The coach also seemed to be a bit disappointed with the lackluster performance of the people who were really struggling through this and I could see him cross off something on his clipboard every once in a while, most likely the numbers of some people.

But from the people who I had guessed would make it past the first day of the tryouts there was a particular group alongside me that seemed to be doing good. It was Jay, Tom, Vincent and Terry, the group that approached me before tryouts started. They seemed mostly ok guys I guess, though I haven't really gotten to know them enough to really say. They honestly seemed like the most athletic guys in the tryouts and there were only a few who seemed to be around there and my level. There was a clear divide here.

That was probably just how it was, and it made sense. Not everybody was willing to put in the work.
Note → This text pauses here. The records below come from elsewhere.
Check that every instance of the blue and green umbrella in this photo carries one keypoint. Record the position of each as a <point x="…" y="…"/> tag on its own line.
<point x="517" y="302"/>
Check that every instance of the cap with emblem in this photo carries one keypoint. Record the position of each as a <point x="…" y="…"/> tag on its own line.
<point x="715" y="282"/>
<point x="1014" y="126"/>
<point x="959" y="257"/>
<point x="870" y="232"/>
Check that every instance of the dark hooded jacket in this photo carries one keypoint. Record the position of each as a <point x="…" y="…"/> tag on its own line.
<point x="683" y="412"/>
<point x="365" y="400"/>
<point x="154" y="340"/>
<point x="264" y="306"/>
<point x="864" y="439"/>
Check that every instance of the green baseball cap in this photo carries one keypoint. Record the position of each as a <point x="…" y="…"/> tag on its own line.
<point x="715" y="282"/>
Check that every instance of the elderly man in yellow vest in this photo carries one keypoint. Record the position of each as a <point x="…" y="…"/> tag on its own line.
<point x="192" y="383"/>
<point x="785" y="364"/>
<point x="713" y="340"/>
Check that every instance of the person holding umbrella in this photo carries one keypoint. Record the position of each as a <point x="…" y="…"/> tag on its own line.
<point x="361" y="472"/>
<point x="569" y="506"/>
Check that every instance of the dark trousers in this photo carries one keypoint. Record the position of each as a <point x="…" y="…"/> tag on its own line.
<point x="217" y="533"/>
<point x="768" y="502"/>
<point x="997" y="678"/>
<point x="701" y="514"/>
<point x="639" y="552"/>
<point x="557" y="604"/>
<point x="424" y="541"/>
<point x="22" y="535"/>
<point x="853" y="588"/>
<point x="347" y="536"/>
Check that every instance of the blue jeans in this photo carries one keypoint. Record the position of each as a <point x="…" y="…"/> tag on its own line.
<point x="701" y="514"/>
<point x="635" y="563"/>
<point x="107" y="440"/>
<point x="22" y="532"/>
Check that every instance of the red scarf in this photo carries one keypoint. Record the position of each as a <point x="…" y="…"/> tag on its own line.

Nothing particular happened besides my thinking and exercising during that hour however, so I walked out of the gym a bit bored and without a clear idea of what I wanted to do. I could go back to the Soul Forge and continue with trying to make a motion detector that actually worked. Though, I kind of wanted to relax or try something different for some reason. Maybe I could hang out with Percy and Grover for a bit.

I started walking casually away from the gym and out of the small crowd of people however, I heard my name get called making me turn around to see Jay standing behind me. “Hey, me and the guys were wondering if you wanted to come hang with us for a bit?” Jay asked casually, gesturing to the other three who were standing and talking with each other down just to the side of the swarm of exhausted kids that were exiting through the gym doors.

I considered his offer for a second. I mean, I am honestly pretty sure that I would be on a basketball team with these guys soon so it would probably be a good thing to get to know these guys a bit. Plus they asked me to go so honestly it would be pretty rude if I didn't go. Another plus is the fact that I honestly didn't have any plans in particular.

“Sure, why not.” I accepted his offer with a smile, and walked with him to where the other guys were standing. The stream of students leaving the gym seemed to have ended as I walked over, as I noticed the hallway was mostly empty at this point. “So, what do you guys normally do?” I ask once we rejoined with each other, looking around the small circle that we seemed to have formed once me and Jay caught up. The others didn't really seem to know how to respond to my question, but Jay answered with a wry grin. “Well… how do you feel about leaving the school for a bit to get something good to eat? I could use some ice cream.” He asked, with a look that told me that yes, he knew that we were explicitly told we were not allowed to leave the school grounds, and no he did not care.

I could get behind that though. I didn't particularly care much about that particular rule either.

I gave a grin in response to his question, “That sounds as good a plan as any.” I acknowledge and as a group we started walking towards the back of the stream of students to head outside and into the city again. Now that I think about it, I don't think I have had ice cream in this world as of yet. Finally having some would be a good change of pace.